Sometimes life is hard. Sometimes you just have to keep pushing through it and be who you need to be weather you feel like you are alone, or not. Life is full of bad decisions and wrong doings that you will insanely regret later. You will hurt people, and be hurt yourself but at the end of the day, it's still worth it. Everything you do, you do for a reason. Something will come out of it, good or bad, and you will be a better person for it. Life is hard so it will make you stronger. The situations you so half-heartedly find yourself in will teach you a lesson and you will flourish from it. Don't regret the things you do because at the time you decided to do them, they probably made you the happiest person in the world.
Now it's time for the oldest question in the book. Is all fair in love and war? Where do you draw the line? How far would you go to get what you wanted, what truly made you happy? Would you hurt someone else so that in return for a broken heart, yours would be healed? I have to say, sadly I think I would. I do believe that all is fair in love and war and I don't believe that if you love something you should let it go. I believe that you should hold on with all of your might and do everything in your power to make it happen. Not in a creepy stalker way of course, but in more of a....pop culture Jacob kind of way. Until your preverbal heart stops beating. Just keep going and keep trying.

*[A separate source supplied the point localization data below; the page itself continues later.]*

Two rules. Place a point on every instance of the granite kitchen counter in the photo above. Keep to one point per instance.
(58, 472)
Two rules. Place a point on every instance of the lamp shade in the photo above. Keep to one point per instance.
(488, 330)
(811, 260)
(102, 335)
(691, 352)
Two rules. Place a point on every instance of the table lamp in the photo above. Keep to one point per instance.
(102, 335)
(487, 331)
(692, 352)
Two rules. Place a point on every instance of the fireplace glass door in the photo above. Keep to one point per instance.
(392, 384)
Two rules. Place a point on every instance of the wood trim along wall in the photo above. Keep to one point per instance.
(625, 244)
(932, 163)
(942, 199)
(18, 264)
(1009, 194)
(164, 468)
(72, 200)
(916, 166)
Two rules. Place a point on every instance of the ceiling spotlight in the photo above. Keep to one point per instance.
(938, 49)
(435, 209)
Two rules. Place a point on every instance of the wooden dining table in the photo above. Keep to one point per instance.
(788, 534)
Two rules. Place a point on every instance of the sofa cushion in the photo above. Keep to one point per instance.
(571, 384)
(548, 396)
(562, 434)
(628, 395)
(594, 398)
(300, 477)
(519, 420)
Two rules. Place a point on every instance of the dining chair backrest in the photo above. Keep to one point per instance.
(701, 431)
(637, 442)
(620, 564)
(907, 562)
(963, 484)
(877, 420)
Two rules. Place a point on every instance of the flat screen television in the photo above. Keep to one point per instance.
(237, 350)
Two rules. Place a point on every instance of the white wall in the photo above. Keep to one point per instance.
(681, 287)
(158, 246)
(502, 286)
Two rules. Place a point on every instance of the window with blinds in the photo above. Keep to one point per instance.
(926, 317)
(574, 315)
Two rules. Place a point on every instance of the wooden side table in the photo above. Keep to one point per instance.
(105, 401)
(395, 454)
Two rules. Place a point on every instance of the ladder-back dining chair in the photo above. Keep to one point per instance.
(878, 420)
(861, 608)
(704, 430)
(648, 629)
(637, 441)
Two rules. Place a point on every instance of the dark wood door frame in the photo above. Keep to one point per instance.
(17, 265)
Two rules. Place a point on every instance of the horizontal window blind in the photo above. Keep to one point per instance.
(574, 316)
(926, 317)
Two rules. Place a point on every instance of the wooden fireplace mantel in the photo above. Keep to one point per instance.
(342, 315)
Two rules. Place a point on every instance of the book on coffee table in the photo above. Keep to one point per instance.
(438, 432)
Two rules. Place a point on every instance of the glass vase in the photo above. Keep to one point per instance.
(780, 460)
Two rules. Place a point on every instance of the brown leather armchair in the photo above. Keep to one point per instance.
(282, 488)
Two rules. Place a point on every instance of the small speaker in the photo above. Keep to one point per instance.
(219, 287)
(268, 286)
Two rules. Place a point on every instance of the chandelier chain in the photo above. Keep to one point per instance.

One of my favorite quotes is "anyone in the world can give up, it's the easiest thing in the world to do, but to hold it together when everyone would understand if you fell apart, that's true strength." I think that is perfect for how I live my life. I apologize that this blog has no other point than for me to get stuff off of my chest, but if you're reading it, I hope it is sincerely helping you, because Lord knows it's helping me.
Sometimes I feel like Samson. I'm tired of being the hero, and I just wish someone would cut my hair already. I get really tired of trying to be what everyone needs me to be all the time when really all I need me to be is happy. Then again, sometimes being happy is the hardest thing in the world to do. It can be like trying to learn how to fly. We watch birds to it all the time and we know what flying is, just like we know what happiness is, we just don't know how to do it. Samson just wanted someone to love him, at least I think so. I think he probably got tired of being a hero too. I also think that Delilah probably loved him long before the war. She probably knew every thought in his head. The war was just convenient.
Of all of these things in my life, I am grateful. I am so blessed to have situations to have to deal with, and also the ability to talk about them. I am lucky to have you, even if you are only waves on the internet. Sometimes, all you need is to get it out in the open to someone, even if that person has no idea what's going on. Then again, sometimes all you need is love.